Con i tempi che corrono il test antidroga andrebbe effettuato anche tra i consiglieri comunali. Ne è convinto il sindaco Alemanno per il quale questo tipo di controllo per tutti coloro che hanno incarichi istituzionali dovrebbe diventare prassi consolidata. Tanto convinto che questa mattina il sindaco si sottoporrà lui stesso al narcotest. Appuntamento alle 11,30 presso l’Istituto di Medicina Sportiva dell’Acqua Acetosa in via Gabrielli 1. Da parta sua il presidente del consiglio comunale Marco Pomarici annuncia: «Se il voto del consiglio comunale delibererà l’invito a effettuare il narcotest metterò a disposizione, entro 48 ore dal voto, un presidio sanitario presso l’aula Giulio Cesare o l’infermeria dell’Ipa in grado di sottoporre al prelievo capillare o al test della saliva, volti ad accertare l’uso di sostanze stupefacenti. Mi sottoporrò personalmente all’esame».

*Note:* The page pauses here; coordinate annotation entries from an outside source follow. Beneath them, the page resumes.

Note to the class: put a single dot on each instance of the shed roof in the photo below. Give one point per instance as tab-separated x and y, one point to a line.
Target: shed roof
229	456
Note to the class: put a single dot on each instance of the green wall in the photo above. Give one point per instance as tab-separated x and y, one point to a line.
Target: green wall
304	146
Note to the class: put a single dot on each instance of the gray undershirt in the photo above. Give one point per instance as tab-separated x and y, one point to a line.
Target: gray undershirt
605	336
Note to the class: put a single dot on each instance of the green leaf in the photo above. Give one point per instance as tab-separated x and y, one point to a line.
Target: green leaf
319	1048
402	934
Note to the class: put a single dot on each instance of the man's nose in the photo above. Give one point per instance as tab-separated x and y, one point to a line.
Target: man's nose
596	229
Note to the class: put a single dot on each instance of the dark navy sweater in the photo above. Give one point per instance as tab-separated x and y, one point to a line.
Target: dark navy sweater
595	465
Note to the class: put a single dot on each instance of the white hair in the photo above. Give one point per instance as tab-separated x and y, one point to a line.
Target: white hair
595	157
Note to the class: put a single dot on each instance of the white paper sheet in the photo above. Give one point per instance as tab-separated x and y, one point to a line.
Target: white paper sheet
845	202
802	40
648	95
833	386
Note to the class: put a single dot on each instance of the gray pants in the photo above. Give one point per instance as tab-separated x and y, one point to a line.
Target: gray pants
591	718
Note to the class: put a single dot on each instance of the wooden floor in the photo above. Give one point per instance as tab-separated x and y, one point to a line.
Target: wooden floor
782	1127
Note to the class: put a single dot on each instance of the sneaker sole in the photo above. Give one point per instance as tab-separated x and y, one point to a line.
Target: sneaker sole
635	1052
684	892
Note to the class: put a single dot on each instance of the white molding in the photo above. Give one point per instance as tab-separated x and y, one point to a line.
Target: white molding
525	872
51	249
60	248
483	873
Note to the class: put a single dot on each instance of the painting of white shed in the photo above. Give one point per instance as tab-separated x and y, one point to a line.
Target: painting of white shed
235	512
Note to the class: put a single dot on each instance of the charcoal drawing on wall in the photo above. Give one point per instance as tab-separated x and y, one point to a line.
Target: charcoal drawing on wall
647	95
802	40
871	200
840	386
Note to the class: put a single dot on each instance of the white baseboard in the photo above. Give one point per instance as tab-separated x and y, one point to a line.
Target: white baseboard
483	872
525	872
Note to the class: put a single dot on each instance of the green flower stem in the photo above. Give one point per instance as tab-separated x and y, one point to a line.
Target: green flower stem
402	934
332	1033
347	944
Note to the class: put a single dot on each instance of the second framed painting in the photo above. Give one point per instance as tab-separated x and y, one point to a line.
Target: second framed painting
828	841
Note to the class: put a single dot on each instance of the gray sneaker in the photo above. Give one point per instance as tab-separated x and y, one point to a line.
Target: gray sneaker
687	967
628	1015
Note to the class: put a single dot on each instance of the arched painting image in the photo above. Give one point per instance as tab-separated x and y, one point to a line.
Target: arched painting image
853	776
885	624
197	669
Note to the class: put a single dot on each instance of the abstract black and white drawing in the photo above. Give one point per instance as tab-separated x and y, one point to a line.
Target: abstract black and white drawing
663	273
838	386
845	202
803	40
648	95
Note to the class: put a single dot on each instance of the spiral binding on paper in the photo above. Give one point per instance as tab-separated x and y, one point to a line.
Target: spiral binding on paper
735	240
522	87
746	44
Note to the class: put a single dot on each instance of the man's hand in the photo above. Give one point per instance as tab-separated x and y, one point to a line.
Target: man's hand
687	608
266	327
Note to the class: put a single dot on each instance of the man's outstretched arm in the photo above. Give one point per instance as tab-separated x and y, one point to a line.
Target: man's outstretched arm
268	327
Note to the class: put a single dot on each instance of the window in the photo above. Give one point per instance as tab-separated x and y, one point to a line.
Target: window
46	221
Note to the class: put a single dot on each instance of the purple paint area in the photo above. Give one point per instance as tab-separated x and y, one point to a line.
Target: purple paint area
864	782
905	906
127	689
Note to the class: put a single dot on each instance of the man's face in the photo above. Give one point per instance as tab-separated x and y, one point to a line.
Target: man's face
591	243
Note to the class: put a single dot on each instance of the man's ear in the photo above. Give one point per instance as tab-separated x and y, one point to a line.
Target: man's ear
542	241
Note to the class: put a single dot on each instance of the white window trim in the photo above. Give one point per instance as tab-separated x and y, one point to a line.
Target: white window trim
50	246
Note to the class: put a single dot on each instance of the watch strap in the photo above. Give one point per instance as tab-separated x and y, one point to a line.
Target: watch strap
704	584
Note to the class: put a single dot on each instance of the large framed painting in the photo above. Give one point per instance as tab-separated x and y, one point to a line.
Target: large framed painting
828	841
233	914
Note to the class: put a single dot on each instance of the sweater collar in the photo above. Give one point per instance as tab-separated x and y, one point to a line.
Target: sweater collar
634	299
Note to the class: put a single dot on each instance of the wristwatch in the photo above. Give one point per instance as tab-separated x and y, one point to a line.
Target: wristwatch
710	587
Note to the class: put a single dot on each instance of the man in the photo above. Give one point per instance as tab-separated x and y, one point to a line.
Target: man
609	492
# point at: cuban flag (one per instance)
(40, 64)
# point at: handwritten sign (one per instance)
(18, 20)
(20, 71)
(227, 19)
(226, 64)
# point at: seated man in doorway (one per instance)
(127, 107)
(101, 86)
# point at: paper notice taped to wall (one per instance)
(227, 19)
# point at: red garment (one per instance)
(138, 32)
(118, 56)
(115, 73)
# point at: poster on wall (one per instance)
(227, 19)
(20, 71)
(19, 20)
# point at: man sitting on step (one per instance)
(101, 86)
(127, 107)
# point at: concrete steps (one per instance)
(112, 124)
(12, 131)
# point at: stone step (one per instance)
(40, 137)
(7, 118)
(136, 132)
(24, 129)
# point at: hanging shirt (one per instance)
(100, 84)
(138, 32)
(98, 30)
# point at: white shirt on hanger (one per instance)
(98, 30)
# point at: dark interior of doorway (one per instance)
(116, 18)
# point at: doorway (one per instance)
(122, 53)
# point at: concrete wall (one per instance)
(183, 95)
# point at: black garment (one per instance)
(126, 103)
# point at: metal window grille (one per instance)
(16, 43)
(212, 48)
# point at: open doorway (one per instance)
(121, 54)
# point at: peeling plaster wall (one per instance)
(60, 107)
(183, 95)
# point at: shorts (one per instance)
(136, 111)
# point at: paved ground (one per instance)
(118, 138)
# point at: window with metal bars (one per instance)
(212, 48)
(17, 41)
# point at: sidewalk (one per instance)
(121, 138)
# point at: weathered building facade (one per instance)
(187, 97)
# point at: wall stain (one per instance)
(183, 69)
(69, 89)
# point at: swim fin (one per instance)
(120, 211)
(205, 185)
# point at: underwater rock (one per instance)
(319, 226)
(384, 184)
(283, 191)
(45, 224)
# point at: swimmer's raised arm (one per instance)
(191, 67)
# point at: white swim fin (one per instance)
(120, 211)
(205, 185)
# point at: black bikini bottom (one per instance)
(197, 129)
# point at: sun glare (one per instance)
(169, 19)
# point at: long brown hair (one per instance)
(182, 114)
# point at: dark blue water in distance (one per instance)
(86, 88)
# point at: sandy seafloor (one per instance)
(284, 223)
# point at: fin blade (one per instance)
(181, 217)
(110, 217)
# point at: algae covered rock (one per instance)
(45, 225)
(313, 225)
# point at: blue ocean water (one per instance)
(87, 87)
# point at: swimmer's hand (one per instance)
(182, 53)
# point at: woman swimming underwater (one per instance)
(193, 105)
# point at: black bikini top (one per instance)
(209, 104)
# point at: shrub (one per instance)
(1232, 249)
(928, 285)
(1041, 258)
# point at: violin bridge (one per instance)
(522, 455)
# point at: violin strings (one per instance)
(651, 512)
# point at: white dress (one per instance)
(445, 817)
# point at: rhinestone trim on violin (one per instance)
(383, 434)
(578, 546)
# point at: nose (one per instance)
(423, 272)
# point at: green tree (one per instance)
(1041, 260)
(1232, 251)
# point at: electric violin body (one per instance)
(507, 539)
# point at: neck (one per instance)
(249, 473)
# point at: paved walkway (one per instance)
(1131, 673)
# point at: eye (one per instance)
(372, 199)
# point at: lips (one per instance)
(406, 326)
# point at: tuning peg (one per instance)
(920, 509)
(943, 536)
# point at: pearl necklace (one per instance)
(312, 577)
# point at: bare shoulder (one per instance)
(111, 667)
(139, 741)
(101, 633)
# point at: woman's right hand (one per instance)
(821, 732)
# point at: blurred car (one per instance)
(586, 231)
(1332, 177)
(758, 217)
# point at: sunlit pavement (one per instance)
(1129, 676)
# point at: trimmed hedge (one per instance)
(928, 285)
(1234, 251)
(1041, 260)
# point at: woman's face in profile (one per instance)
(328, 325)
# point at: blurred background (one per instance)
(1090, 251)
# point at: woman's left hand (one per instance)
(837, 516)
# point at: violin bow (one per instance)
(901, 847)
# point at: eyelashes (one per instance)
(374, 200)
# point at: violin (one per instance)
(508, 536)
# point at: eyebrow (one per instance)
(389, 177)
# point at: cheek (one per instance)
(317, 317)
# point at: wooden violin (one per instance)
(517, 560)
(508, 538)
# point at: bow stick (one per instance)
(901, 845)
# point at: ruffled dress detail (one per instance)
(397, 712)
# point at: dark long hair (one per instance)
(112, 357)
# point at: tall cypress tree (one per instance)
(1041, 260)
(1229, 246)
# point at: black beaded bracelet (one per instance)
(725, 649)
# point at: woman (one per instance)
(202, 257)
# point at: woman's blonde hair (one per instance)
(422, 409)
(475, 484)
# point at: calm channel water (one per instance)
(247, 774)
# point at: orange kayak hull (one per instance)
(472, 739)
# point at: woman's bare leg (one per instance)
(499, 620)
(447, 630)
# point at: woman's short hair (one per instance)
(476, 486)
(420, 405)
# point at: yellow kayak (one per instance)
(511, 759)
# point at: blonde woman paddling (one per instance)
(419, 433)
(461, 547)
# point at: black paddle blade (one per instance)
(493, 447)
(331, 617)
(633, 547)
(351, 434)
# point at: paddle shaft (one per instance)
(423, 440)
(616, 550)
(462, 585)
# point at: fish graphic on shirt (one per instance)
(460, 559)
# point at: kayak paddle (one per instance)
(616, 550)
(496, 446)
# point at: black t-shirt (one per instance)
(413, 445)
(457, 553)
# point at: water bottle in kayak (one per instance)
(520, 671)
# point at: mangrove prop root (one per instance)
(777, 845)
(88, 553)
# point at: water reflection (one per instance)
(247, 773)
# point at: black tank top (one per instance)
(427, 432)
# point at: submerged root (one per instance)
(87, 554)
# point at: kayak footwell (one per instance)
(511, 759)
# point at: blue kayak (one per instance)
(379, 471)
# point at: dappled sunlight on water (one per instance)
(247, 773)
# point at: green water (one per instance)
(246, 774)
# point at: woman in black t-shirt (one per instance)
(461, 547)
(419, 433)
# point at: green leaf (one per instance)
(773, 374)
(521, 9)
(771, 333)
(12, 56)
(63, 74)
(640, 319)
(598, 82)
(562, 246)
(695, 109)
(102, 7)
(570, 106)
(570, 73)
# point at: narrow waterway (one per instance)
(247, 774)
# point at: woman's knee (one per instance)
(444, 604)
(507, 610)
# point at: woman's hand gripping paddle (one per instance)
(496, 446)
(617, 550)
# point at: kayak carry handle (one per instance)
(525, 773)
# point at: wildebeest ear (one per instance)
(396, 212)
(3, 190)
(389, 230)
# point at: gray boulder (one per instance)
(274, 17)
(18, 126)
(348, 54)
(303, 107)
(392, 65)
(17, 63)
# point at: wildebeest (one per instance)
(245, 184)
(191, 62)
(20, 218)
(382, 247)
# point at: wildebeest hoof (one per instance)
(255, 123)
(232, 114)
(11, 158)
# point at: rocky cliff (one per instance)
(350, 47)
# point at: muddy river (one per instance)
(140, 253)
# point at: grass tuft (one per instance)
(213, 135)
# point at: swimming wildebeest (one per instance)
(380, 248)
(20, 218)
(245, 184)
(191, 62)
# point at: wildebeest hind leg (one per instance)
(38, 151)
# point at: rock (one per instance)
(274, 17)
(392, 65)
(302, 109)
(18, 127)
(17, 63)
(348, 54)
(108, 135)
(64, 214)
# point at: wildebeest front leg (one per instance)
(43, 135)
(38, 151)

Ma torniamo ad Alemanno, secondo il quale «questa analisi bisognerebbe introdurla anche tra i ministri, tra i parlamentari, alla Regione, alla Provincia, per dare maggiori garanzie ai cittadini». Alemanno pensa a un test volontario «con un certo carattere di obbligatorietà, perché è inutile nascondersi dietro a un dito». Invito raccolto da Rossin che annuncia di voler presentare subito una mozione: «È importante - afferma il capogruppo del Pdl in consiglio comunale - dare un segnale di trasparenza in questo senso. Mi farò carico di presentare una mozione in Consiglio comunale con la quale chiederò di introdurre questo esame, al quale i singoli rappresentanti istituzionali decideranno autonomamente di sottoporsi. Un dovere morale che chi rappresenta i cittadini dovrebbe assumersi spontaneamente».
Ma per Fabio Desideri, consigliere regionale del Pdl, il test andrebbe fatto subito, prima delle regionali. «È bene programmare il test antidroga in Giunta e in Consiglio prima delle elezioni di marzo - afferma -. Poi, dalla prossima legislatura, i controlli dovranno diventare un appuntamento fisso per i politici regionali. Un uomo politico, soprattutto chi amministra circa 30mila miliardi di euro l’anno come accade alla Regione Lazio, deve dimostrarsi trasparente, integro, lucido, non ricattabile». Chiude il capogruppo comunale de La Destra Storace mette sull’avviso: «Lo si faccia per davvero. Spero che non sia la solita boutade».